Saya selalu bermimpi dapat mendengarkan jazz sambil beristirahat minum kopi di malam hari. Malam ini sambil menikmati makan malam. sangat sempurna. Tidak perlu musik yang langsung dimainkan secara live, dengan perangkat elektronik yang memadai saja ternyata sudah jauh dari cukup bahkan kalau di cafe di Bandung sini, justru saya agak terganggu karena banyak orang yang ngobrol atau bau rokok. Saat ini tidak ada yang ngobrol, juga tidak ada bau rokok, sangat sempurna. Saya memang mengatur sedemikian rupa hingga hampir setiap sudut dapat menyajikan musik yang sempurna. Jaman sekarang serba nirkabe, jadi tidak hanya dapat menikmati musik, tapi juga ruangan tidak penuh dengan jaringan kabel dimana-mana.

"Kita tidak perlu kemana-mana kalau ingin mendengarkan musik." Kata saya.

"Mau kopi tinggal buat, kalau mau makanan kecil ya bilang dulu supaya bisa disiapkan." Sambung saya lagi.

"Persis kata MJ, rumahnya udah kaya cafe!" Kata Nina sambil tersenyum mengutip kata-kata salah seorang teman kami.

"Iya lah, males lah keluar rumah.
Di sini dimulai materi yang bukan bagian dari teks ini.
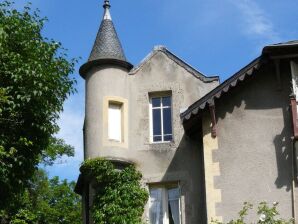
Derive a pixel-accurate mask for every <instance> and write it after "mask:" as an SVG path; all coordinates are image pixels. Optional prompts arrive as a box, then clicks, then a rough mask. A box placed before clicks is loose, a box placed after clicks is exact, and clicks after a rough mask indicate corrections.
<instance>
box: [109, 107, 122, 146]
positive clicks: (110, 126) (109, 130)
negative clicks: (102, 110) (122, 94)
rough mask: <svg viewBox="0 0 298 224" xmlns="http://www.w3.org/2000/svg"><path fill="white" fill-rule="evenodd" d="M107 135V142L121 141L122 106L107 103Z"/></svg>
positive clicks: (121, 134)
mask: <svg viewBox="0 0 298 224" xmlns="http://www.w3.org/2000/svg"><path fill="white" fill-rule="evenodd" d="M108 124H109V125H108V135H109V140H113V141H117V142H121V141H122V104H120V103H117V102H109V112H108Z"/></svg>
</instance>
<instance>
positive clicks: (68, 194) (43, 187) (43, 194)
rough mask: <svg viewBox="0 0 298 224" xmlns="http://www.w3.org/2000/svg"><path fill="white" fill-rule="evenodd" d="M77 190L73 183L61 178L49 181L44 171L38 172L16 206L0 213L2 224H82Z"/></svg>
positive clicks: (13, 206)
mask: <svg viewBox="0 0 298 224" xmlns="http://www.w3.org/2000/svg"><path fill="white" fill-rule="evenodd" d="M74 187H75V183H74V182H67V180H63V181H60V180H59V178H58V177H54V178H52V179H48V177H47V174H46V173H45V171H43V170H38V171H36V172H35V174H34V176H33V177H32V178H31V180H30V182H29V187H28V188H26V189H25V191H24V192H23V194H22V195H21V196H19V198H17V203H12V204H10V206H9V207H8V208H7V209H6V211H5V212H4V213H2V215H1V213H0V217H1V216H2V222H0V223H5V224H6V223H10V224H31V223H32V224H59V223H61V224H80V223H81V201H80V197H79V195H77V194H76V193H74ZM0 220H1V219H0Z"/></svg>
Belum apa-apa sudah stress dulu di jalan raya. Sampai di sana belum tentu bisa menikmati musik yang kita suka." Kata saya

Mungkin faktor usia juga sehingga sekaramg saya mulai enggan keluar rumah. Dulu sangat berbeda dengan sekarang. Dulu saya seperti orang yang tidak betah berdiam diri saja. Jika ada kesempatan saya lebih suka berada bersama teman-teman atau melakukan kegiatan tertentu. Atau mungkin juga kondisi kota Bandung berbeda dengan sebelum ini. Di Fort Collins saya sangat senang duduk di cafe menikmati kopi sambil membaca atau menulis. Keluar rumah sangat mudah, tidak perlu kahwatir dengan kemacetan lalu lintas. Saya pikir ini alasan yang jauh lebih masuk akal daripada faktor usia. Saya memang malas berurusan dengan lalu lintas. Itu saja. Mungkin itu juga alasan utama saya mengatur rumah sedemikian rupa sehingga dapat menawarkan segala sesuatu yang saya suka, supaya tidak perlu mencari di tempat lain. Ya begitulah.